Joe Fairless: Would be, don’t focus on winning the score. Focus on winning the battle within how good you can be. Because the competition is in others. The competition is how good you can be within yourself.

 

John Carney:  Perfect, alright, that’s great! Well, thanks again for joining me today Joe. We want to be able to let our audience know exactly what, where they might be able to find you if they want to hook up on some social media, or carry on a conversation with you, where are you these days online?

 

Joe Fairless:  You can go to the App Store and just put my name – Joe Fairless, and you’ll find my Podcast, “The Best Real Estate Investing Advice Ever.”

 

John Carney:  And I highly recommend that all of you out there put that on your show list. So, when you’re in the car you can listen to great advice and the great guests that Joe has on his Podcast as well.

 

Joe Fairless:  I also say that if you Email me at info@joefairless.com I have a department resource guide that has all the websites and research places I go to when I’m researching markets, as well as books I wrote and recommend. So, email me at info@joefairless.com and mention that you heard me on John’s Podcast, and I’ll be happy to get that to you.

 

John Carney:  All right, perfect. So, there you have it folks. I truly hope that you picked up some actionable advice today, from Mr. Joe Fairless. Make sure to check-out this program – Post Game Report on iTunes.

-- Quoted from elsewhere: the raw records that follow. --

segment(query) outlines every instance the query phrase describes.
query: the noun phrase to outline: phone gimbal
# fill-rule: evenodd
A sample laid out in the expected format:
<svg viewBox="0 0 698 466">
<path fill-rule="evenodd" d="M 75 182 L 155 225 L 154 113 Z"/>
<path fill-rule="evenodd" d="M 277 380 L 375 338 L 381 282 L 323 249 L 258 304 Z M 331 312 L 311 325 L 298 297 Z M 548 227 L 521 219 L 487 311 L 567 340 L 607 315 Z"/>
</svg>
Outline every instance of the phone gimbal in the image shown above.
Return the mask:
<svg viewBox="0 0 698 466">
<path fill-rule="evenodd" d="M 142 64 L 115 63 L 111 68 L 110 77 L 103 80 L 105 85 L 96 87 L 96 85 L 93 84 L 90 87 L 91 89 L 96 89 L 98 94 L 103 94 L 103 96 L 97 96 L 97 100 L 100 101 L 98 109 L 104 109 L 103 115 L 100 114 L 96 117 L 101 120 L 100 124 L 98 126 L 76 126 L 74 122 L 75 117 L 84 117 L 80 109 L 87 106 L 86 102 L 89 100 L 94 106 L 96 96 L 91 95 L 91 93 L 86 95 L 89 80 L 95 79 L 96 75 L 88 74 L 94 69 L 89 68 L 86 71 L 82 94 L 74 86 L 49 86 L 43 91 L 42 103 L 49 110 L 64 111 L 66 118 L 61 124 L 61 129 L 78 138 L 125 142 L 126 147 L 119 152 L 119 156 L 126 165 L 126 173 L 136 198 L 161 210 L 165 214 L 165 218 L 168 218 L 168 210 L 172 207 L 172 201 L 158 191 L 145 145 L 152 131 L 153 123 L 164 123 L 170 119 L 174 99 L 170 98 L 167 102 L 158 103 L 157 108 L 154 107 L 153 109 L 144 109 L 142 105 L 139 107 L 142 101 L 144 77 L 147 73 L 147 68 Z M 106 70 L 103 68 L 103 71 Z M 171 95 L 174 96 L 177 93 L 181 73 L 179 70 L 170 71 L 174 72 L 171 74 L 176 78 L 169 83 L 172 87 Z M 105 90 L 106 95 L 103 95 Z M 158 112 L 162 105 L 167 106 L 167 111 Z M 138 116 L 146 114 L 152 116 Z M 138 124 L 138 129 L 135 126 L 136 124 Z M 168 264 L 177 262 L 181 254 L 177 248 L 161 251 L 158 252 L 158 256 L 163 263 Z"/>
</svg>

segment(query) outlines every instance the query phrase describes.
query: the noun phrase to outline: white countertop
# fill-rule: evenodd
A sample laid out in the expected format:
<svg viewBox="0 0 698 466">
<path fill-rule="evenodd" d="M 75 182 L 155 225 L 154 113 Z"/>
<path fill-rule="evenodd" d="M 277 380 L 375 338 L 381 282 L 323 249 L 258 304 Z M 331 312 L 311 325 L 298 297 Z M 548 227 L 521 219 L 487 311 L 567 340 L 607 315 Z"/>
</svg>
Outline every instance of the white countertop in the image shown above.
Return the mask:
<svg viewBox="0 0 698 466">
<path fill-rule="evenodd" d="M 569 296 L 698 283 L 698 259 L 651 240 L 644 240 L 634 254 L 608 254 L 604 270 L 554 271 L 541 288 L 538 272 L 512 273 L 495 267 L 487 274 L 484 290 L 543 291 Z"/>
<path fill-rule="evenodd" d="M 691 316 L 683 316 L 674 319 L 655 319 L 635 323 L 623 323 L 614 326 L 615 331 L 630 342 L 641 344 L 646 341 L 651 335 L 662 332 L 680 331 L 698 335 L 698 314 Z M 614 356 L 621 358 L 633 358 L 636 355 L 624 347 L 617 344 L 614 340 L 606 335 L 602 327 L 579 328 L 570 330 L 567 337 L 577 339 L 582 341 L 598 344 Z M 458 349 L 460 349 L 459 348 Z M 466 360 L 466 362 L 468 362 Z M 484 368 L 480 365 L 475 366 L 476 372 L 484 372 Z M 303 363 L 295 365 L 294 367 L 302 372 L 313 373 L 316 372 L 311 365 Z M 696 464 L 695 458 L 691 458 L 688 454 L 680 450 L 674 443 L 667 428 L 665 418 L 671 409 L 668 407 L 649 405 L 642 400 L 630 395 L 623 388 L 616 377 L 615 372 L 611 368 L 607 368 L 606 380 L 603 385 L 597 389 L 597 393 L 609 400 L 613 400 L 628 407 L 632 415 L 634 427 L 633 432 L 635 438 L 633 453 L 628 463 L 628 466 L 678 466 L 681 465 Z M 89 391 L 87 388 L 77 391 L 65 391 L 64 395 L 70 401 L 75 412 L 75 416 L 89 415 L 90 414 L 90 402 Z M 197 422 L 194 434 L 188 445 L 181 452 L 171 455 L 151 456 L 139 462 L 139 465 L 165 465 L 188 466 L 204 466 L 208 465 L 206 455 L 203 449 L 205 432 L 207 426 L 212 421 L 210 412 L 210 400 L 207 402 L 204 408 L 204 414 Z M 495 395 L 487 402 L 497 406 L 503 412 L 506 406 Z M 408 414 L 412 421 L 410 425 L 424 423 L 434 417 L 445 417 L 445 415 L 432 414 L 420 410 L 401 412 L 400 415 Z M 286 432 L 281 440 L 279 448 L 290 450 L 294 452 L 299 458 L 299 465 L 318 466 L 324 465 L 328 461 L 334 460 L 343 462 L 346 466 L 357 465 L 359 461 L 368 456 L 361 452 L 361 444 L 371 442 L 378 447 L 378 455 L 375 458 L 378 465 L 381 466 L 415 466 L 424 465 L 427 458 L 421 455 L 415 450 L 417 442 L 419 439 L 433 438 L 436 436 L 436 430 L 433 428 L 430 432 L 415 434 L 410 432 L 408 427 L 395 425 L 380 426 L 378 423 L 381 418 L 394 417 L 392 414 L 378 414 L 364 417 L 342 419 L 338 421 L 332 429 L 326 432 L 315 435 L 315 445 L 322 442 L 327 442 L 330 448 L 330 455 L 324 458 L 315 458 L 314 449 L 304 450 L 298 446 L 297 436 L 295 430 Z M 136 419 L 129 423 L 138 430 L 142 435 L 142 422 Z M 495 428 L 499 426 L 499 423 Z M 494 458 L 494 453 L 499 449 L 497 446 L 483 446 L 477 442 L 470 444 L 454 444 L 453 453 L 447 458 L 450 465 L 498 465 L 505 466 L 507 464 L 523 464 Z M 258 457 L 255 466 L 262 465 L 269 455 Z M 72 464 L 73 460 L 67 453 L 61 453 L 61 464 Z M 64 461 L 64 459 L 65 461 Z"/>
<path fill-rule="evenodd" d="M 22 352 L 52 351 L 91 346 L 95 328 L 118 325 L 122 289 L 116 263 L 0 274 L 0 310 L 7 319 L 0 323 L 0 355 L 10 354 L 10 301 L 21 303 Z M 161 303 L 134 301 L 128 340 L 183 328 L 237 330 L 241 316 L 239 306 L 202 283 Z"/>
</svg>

And while you’re there, please subscribe to the – Real Estate Locker Room Show to ensure that you never miss out on the pro tips from our guests. The mission here is to help you elevate your real estate game. If you like what this show is about, I’d be grateful if you would leave us a five star review on iTunes so that other like-minded real estate investors can find us easily. You can also visit John Carney online at www.johncarneyonline.com, for links and additional content associated with today’s show. And while you’re there please drop your Email into the newsletter sign-up form, to receive more real estate investing insight, tips and tricks, and other great stuff. Remember to stay focused on your goals, have fun, and stay in the game. I’m your host John Carney, and until next week, work hard, play hard, and profit hard. That’s a wrap Joe. Thanks again for taking some time out to share your story with us.
Joe Fairless:  Hey, I enjoyed it, thank you.